Characterization checks do not just come into existence, in fact Michael and Alberto both wrote down some rules when and how to create them. Now while developers work on a legacy system characterization checks are not the only unit checks they create. There are also regular checks for new code, which are created using TDD and check for a desired behaviour. Both kind of checks end up in the code base and in the continuous integration. In time you may not know anymore if a check stems from characterization testing or TDD. In this sense characterization checks itself can become legacy code, which is hard to deal with.

Imagine entering a project finding 1000 automated checks, 250 of which are characterization checks and the rest are regular checks. If one of the characterization checks fails it is not necessarily a bug, if one of the others fails it most certainly is. Only you cannot see which is which. if the person, who wrote the check, is not on the project anymore you have to treat every failing check as a characterization check and always have to investigate if you found a bug or not. A way to mitigate this is following up on Richard Bradshaw’s  advice to state the intent of a specific check. If you do this you know if a check is a characterization check or not.

Furthermore I have the feeling that a lot of checks become characterization checks over time. When they were written in the first place there was a reason for creating them exactly like they are, checking for a specific behaviour. Now, one or two project member generations later, they are there and document a specific system behaviour. The people, who know why they were created and why the system behaves like this, are gone. The checks have become characterization checks.

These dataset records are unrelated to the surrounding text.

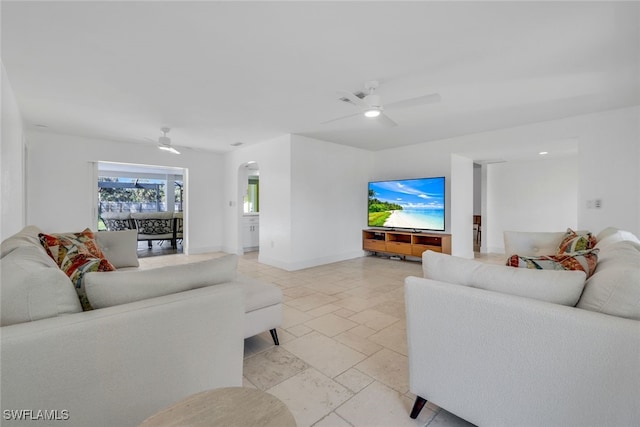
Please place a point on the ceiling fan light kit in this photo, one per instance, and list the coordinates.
(164, 142)
(371, 104)
(373, 112)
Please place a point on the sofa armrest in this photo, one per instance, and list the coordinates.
(119, 365)
(497, 359)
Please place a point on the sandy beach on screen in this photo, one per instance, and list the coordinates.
(397, 219)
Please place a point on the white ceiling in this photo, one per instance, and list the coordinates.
(223, 72)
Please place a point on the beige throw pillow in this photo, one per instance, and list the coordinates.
(121, 287)
(560, 287)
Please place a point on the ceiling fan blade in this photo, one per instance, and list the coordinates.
(414, 102)
(386, 121)
(340, 118)
(354, 99)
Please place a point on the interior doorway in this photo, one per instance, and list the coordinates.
(150, 199)
(249, 192)
(477, 207)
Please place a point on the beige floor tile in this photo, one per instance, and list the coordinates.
(330, 324)
(394, 338)
(362, 331)
(374, 319)
(379, 405)
(271, 367)
(310, 396)
(355, 303)
(363, 345)
(297, 292)
(310, 302)
(332, 420)
(325, 309)
(247, 383)
(393, 307)
(325, 354)
(344, 312)
(388, 367)
(292, 316)
(299, 330)
(354, 380)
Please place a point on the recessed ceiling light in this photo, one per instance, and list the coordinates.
(372, 112)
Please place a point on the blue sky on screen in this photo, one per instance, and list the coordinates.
(411, 193)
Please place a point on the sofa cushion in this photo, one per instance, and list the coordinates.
(76, 254)
(119, 247)
(28, 236)
(612, 235)
(615, 286)
(560, 287)
(574, 242)
(33, 287)
(120, 287)
(584, 260)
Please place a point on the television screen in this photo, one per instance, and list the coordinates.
(407, 203)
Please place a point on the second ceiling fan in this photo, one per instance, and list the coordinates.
(371, 105)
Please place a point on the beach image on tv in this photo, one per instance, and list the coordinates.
(410, 203)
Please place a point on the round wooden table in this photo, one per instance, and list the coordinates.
(228, 407)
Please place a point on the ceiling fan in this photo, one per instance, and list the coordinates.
(372, 107)
(164, 142)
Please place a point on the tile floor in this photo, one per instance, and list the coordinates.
(343, 354)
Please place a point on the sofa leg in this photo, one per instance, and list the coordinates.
(274, 335)
(417, 407)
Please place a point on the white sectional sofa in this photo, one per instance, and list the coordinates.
(153, 337)
(504, 346)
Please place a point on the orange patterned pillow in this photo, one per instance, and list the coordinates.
(76, 254)
(582, 260)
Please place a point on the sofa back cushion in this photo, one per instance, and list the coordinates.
(614, 288)
(119, 247)
(121, 287)
(532, 243)
(28, 236)
(33, 287)
(560, 287)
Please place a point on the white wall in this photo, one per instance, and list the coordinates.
(477, 190)
(12, 163)
(609, 168)
(312, 200)
(461, 206)
(61, 188)
(531, 195)
(329, 201)
(274, 160)
(608, 164)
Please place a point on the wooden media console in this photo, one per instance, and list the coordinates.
(405, 243)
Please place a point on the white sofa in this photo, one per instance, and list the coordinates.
(154, 336)
(486, 343)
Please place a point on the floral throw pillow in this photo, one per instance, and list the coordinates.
(583, 260)
(76, 254)
(574, 242)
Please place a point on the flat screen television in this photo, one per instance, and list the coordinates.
(407, 203)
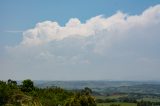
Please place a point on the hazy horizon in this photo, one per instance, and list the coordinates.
(80, 40)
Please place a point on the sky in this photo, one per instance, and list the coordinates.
(80, 40)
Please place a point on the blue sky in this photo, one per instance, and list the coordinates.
(38, 37)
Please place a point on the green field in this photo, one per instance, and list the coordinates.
(121, 104)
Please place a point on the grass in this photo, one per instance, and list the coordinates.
(121, 104)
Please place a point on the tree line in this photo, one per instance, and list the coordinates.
(27, 94)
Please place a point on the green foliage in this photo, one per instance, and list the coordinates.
(27, 85)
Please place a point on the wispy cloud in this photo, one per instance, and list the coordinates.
(14, 31)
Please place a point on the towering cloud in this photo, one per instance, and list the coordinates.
(121, 42)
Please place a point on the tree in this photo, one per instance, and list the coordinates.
(27, 85)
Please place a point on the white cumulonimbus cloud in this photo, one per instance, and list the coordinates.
(121, 42)
(48, 31)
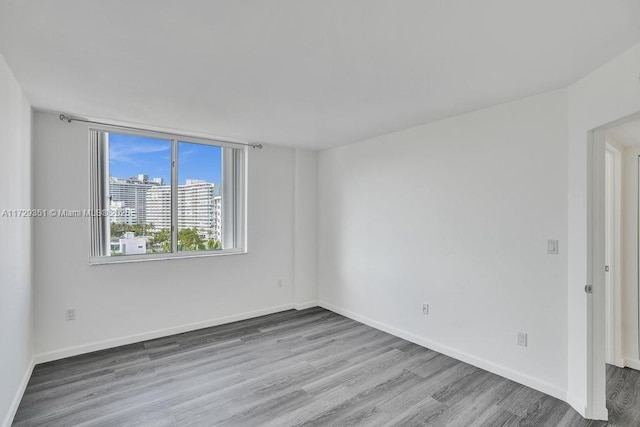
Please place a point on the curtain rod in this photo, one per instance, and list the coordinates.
(70, 119)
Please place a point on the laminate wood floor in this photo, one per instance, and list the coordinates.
(310, 367)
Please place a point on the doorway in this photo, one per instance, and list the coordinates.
(614, 254)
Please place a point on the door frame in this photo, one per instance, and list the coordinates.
(596, 375)
(615, 262)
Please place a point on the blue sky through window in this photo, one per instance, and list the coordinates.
(131, 155)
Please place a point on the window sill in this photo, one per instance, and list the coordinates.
(125, 259)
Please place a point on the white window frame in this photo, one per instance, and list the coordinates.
(234, 196)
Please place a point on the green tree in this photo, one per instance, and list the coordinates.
(214, 244)
(190, 240)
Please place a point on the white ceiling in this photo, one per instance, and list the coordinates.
(303, 73)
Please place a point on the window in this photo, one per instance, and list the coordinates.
(159, 196)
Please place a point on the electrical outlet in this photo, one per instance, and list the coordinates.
(522, 339)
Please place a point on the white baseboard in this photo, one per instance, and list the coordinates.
(632, 363)
(305, 305)
(511, 374)
(131, 339)
(577, 404)
(8, 419)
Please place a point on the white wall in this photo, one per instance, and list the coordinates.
(456, 214)
(605, 95)
(305, 256)
(128, 302)
(629, 283)
(15, 251)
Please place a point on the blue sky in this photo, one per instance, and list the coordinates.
(132, 155)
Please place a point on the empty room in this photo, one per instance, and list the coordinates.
(330, 213)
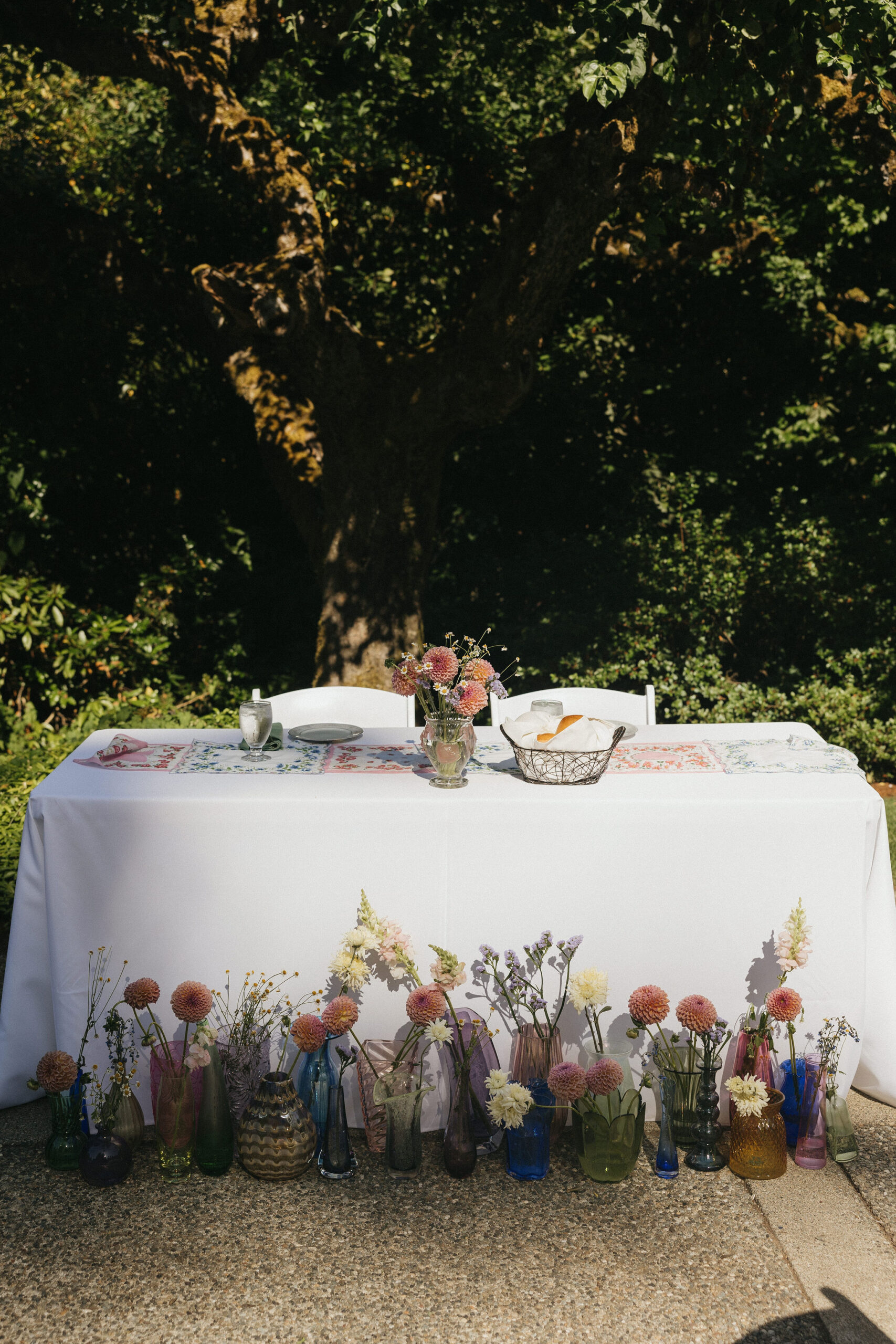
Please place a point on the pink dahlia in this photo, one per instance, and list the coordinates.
(191, 1002)
(649, 1006)
(141, 992)
(567, 1081)
(340, 1015)
(405, 678)
(57, 1072)
(696, 1014)
(473, 699)
(425, 1004)
(784, 1004)
(441, 664)
(604, 1077)
(479, 670)
(308, 1033)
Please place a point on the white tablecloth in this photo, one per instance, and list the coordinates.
(675, 879)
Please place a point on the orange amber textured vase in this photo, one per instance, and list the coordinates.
(760, 1143)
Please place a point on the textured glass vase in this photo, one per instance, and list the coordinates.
(535, 1057)
(790, 1110)
(66, 1136)
(704, 1156)
(812, 1136)
(175, 1122)
(277, 1138)
(841, 1138)
(244, 1065)
(105, 1159)
(214, 1124)
(460, 1140)
(129, 1122)
(449, 743)
(402, 1097)
(336, 1159)
(529, 1146)
(382, 1055)
(608, 1150)
(667, 1159)
(315, 1077)
(760, 1143)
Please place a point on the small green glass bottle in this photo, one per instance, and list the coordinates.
(66, 1136)
(214, 1151)
(841, 1138)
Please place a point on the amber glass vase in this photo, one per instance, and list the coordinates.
(760, 1143)
(535, 1057)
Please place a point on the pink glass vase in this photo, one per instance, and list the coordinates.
(812, 1139)
(758, 1065)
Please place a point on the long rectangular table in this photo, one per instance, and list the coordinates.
(675, 879)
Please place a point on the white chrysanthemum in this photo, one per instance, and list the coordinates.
(749, 1095)
(362, 937)
(351, 968)
(510, 1104)
(589, 988)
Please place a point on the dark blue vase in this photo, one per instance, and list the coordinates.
(313, 1084)
(530, 1143)
(667, 1162)
(790, 1110)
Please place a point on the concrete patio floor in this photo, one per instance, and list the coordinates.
(700, 1260)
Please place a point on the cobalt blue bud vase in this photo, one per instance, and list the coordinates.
(529, 1144)
(315, 1081)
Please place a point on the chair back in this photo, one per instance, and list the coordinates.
(358, 705)
(582, 699)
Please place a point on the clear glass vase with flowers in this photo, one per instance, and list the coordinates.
(520, 991)
(453, 682)
(691, 1064)
(755, 1042)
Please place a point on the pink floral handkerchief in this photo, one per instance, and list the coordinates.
(125, 753)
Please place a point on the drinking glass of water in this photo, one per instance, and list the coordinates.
(256, 719)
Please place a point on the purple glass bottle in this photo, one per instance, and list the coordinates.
(812, 1139)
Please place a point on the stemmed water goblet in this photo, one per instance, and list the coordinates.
(256, 719)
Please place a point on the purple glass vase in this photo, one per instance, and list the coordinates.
(812, 1138)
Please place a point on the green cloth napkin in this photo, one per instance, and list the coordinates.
(275, 742)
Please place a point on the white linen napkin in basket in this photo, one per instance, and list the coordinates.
(579, 733)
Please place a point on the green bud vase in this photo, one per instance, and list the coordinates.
(214, 1127)
(66, 1136)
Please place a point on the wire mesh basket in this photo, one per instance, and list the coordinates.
(542, 766)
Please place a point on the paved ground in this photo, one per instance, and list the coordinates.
(704, 1260)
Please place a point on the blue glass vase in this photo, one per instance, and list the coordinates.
(667, 1162)
(313, 1083)
(790, 1110)
(530, 1144)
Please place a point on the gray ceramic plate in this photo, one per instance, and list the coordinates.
(327, 733)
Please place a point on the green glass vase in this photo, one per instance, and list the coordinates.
(66, 1136)
(608, 1141)
(214, 1151)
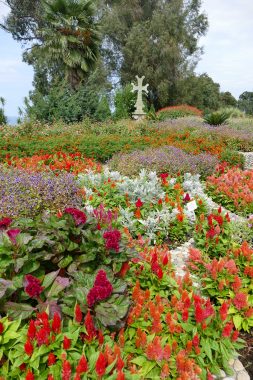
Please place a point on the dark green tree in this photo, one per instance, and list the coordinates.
(227, 99)
(69, 38)
(199, 91)
(3, 118)
(158, 39)
(245, 102)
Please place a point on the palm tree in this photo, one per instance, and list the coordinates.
(69, 38)
(3, 118)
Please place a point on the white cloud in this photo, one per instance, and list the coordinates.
(228, 50)
(4, 10)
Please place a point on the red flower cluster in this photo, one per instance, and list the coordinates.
(32, 286)
(13, 234)
(203, 309)
(4, 223)
(155, 267)
(112, 240)
(101, 290)
(41, 331)
(139, 203)
(78, 215)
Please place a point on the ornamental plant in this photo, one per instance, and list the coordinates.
(58, 162)
(55, 255)
(213, 233)
(233, 188)
(228, 281)
(173, 112)
(151, 206)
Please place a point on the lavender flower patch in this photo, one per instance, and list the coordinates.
(165, 159)
(25, 194)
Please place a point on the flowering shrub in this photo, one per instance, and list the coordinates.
(174, 112)
(233, 188)
(29, 194)
(228, 280)
(151, 206)
(213, 233)
(70, 162)
(171, 331)
(79, 257)
(164, 159)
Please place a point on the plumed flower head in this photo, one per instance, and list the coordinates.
(78, 215)
(32, 286)
(4, 223)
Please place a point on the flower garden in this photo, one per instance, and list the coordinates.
(89, 288)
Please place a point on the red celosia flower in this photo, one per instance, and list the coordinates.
(154, 350)
(13, 234)
(82, 366)
(29, 375)
(42, 336)
(51, 359)
(211, 233)
(66, 343)
(139, 203)
(4, 223)
(101, 290)
(90, 328)
(235, 335)
(78, 215)
(187, 198)
(100, 337)
(56, 324)
(227, 329)
(224, 311)
(31, 332)
(164, 175)
(66, 370)
(78, 314)
(155, 267)
(112, 239)
(22, 367)
(32, 286)
(195, 340)
(28, 347)
(124, 269)
(101, 364)
(185, 315)
(248, 313)
(240, 301)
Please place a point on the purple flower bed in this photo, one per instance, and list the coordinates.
(26, 194)
(164, 159)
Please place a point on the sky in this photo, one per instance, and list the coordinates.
(228, 53)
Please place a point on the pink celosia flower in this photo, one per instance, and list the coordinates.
(78, 215)
(4, 223)
(32, 286)
(112, 239)
(13, 234)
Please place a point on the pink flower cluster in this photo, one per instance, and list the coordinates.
(32, 286)
(112, 239)
(78, 215)
(101, 289)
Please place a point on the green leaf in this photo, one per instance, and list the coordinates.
(49, 278)
(237, 319)
(18, 310)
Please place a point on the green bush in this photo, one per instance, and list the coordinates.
(216, 118)
(233, 112)
(175, 112)
(233, 158)
(124, 102)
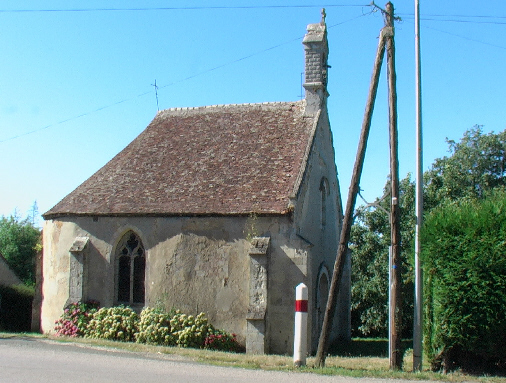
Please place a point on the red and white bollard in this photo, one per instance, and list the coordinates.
(300, 337)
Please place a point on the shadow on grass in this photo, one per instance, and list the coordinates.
(365, 347)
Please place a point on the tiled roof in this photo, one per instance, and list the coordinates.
(217, 160)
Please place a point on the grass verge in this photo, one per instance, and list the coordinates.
(357, 366)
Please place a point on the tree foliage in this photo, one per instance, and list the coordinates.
(465, 284)
(475, 166)
(19, 243)
(370, 241)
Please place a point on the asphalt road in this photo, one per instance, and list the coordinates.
(40, 360)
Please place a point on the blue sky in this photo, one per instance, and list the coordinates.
(76, 85)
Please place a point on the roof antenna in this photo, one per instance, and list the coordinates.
(156, 94)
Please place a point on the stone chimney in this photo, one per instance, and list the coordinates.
(316, 51)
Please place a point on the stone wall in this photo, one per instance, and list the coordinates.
(196, 264)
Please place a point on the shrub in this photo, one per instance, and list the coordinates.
(465, 289)
(114, 323)
(75, 318)
(16, 308)
(154, 328)
(220, 340)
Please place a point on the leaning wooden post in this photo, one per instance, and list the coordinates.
(342, 251)
(395, 230)
(300, 337)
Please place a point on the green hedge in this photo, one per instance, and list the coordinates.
(464, 258)
(16, 308)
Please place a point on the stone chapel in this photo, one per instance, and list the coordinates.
(220, 209)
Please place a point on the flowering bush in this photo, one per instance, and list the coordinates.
(222, 341)
(75, 318)
(114, 323)
(154, 328)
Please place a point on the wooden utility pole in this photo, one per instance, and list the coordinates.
(395, 286)
(350, 206)
(417, 318)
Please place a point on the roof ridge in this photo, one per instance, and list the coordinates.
(221, 106)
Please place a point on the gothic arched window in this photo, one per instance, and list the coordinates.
(325, 191)
(130, 270)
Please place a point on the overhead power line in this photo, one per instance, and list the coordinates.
(139, 9)
(173, 83)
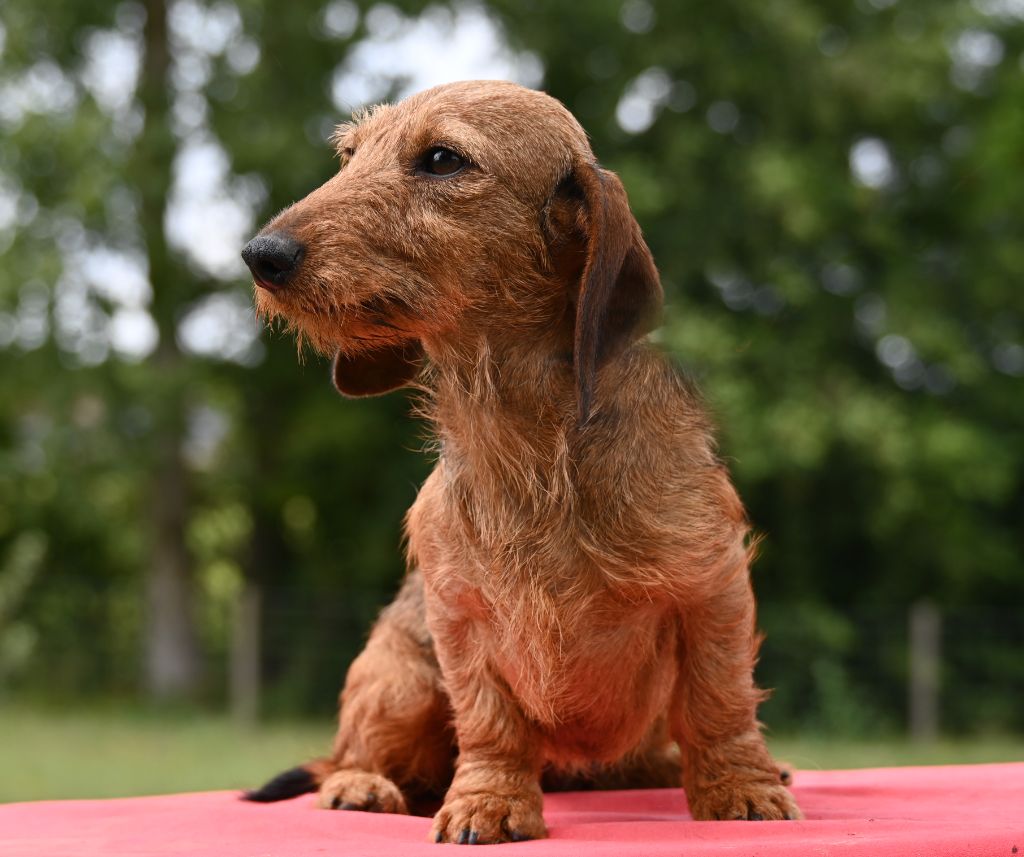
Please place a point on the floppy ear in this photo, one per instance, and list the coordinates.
(620, 290)
(378, 371)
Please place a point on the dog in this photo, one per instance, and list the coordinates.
(578, 609)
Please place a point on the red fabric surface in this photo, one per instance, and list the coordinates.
(960, 811)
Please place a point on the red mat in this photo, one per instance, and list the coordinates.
(958, 811)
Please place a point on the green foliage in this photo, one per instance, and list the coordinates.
(832, 191)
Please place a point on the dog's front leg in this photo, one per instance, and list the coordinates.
(727, 770)
(496, 795)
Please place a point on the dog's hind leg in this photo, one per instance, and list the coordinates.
(394, 742)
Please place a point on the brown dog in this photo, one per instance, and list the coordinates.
(579, 603)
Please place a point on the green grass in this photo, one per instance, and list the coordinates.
(71, 753)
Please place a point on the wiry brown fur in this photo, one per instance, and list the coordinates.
(579, 602)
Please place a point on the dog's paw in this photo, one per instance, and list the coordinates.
(484, 818)
(361, 790)
(744, 802)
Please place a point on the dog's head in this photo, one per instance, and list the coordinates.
(470, 209)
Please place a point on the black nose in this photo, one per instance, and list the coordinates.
(273, 259)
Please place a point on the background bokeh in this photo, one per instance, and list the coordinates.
(834, 193)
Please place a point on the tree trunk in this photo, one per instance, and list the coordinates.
(172, 658)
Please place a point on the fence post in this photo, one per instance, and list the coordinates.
(244, 663)
(925, 644)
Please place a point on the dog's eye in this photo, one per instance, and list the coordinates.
(441, 161)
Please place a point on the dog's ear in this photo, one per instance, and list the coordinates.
(379, 371)
(620, 290)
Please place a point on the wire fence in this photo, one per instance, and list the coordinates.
(857, 672)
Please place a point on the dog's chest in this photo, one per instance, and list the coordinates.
(590, 673)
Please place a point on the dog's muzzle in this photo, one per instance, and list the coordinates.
(273, 259)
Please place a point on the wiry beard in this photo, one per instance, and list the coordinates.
(347, 328)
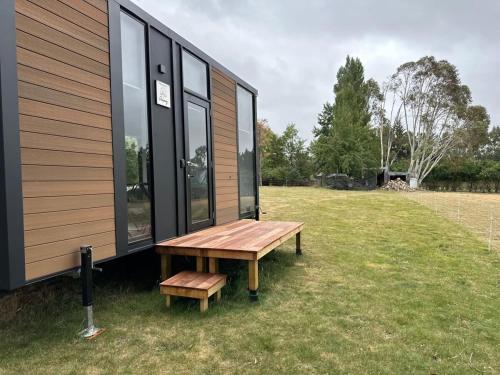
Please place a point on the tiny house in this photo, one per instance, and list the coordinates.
(114, 132)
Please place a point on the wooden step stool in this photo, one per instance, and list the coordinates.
(199, 285)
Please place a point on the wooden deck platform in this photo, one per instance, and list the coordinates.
(243, 239)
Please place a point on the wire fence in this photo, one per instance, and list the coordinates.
(480, 213)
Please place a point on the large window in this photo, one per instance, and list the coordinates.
(137, 146)
(194, 74)
(246, 151)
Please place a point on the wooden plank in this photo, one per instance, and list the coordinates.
(220, 102)
(58, 143)
(54, 204)
(219, 168)
(226, 162)
(223, 131)
(61, 218)
(49, 34)
(225, 140)
(48, 18)
(64, 129)
(74, 16)
(75, 159)
(225, 116)
(52, 235)
(102, 5)
(41, 78)
(61, 69)
(220, 88)
(54, 112)
(55, 249)
(66, 262)
(224, 147)
(52, 173)
(61, 99)
(59, 188)
(53, 51)
(226, 154)
(89, 10)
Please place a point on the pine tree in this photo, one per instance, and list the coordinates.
(344, 141)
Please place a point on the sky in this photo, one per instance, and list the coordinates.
(290, 50)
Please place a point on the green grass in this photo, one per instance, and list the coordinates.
(384, 286)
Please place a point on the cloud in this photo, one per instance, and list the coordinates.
(291, 50)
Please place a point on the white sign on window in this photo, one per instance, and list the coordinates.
(162, 94)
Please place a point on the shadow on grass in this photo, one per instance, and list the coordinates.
(50, 312)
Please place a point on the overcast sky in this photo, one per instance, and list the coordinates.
(290, 50)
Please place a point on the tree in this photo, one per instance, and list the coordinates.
(344, 141)
(285, 158)
(429, 100)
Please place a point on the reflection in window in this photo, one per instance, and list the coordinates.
(246, 151)
(194, 74)
(136, 128)
(197, 163)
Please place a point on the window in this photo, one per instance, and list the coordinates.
(246, 151)
(194, 74)
(137, 146)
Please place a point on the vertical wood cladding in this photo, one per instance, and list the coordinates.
(225, 147)
(65, 123)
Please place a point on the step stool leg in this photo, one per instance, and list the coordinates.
(200, 264)
(253, 279)
(166, 266)
(203, 304)
(213, 265)
(298, 249)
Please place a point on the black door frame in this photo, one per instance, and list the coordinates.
(188, 98)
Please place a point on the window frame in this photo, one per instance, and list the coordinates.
(249, 214)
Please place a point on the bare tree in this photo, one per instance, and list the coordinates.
(427, 97)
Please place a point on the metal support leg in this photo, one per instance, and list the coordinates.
(298, 249)
(203, 304)
(166, 266)
(253, 279)
(200, 264)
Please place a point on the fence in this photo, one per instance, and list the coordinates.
(480, 213)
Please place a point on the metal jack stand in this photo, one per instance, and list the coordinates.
(90, 331)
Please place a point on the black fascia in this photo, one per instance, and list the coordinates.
(147, 18)
(12, 266)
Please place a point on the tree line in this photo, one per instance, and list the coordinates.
(421, 120)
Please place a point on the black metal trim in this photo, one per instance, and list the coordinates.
(206, 223)
(12, 259)
(249, 214)
(152, 21)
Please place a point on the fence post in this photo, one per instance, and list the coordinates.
(491, 229)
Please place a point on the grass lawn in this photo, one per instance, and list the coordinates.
(380, 289)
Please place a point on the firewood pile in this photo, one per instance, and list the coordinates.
(397, 185)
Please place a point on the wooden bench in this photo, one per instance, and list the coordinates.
(243, 239)
(199, 285)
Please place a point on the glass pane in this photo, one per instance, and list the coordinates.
(194, 74)
(246, 151)
(197, 163)
(136, 129)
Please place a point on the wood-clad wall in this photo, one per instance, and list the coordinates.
(225, 147)
(65, 122)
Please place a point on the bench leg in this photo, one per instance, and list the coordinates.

This is maybe what Katrina is facing in her project. She writes about a test suite, which is longer with the project than all of the testers, hence they don’t know why there is some certain logic coded into it. Katrina uses this as an example why they do not automate after mastery. I tend to disagree a little bit: The initial team members might very well have automated after mastery, I cannot know for sure, yet knowledge of why has been lost over time. Moving away from Katrina’s example this happens quite often: testers inherit checks from previous testers.

I like to think of a project as body of knowledge, not just the people, but the project itself. There is a lot of knowledge about the system, the users, the workflows in the project’s confluence, in the specific build setup and in the automated checks. From the project’s perspective I see the automated checks as a form of codified prior knowledge.
The current team is left with this form of prior knowledge and now has the problem of finding out why the system behaves like that. Otherwise they risk running into one of the two problems I mentioned earlier: being reluctant to change behaviour that needs changing or introducing bugs by ignoring the checks. This is actually a tough exercise, because finding out why a systems does what it does is usually very challenging. 


Characterization testing is a white box exploratory testing technique and a very powerful tool when dealing with legacy systems. As a tester you should make sure characterization checks are marked as such and try to find out why a system behaves as a characterization check says it does.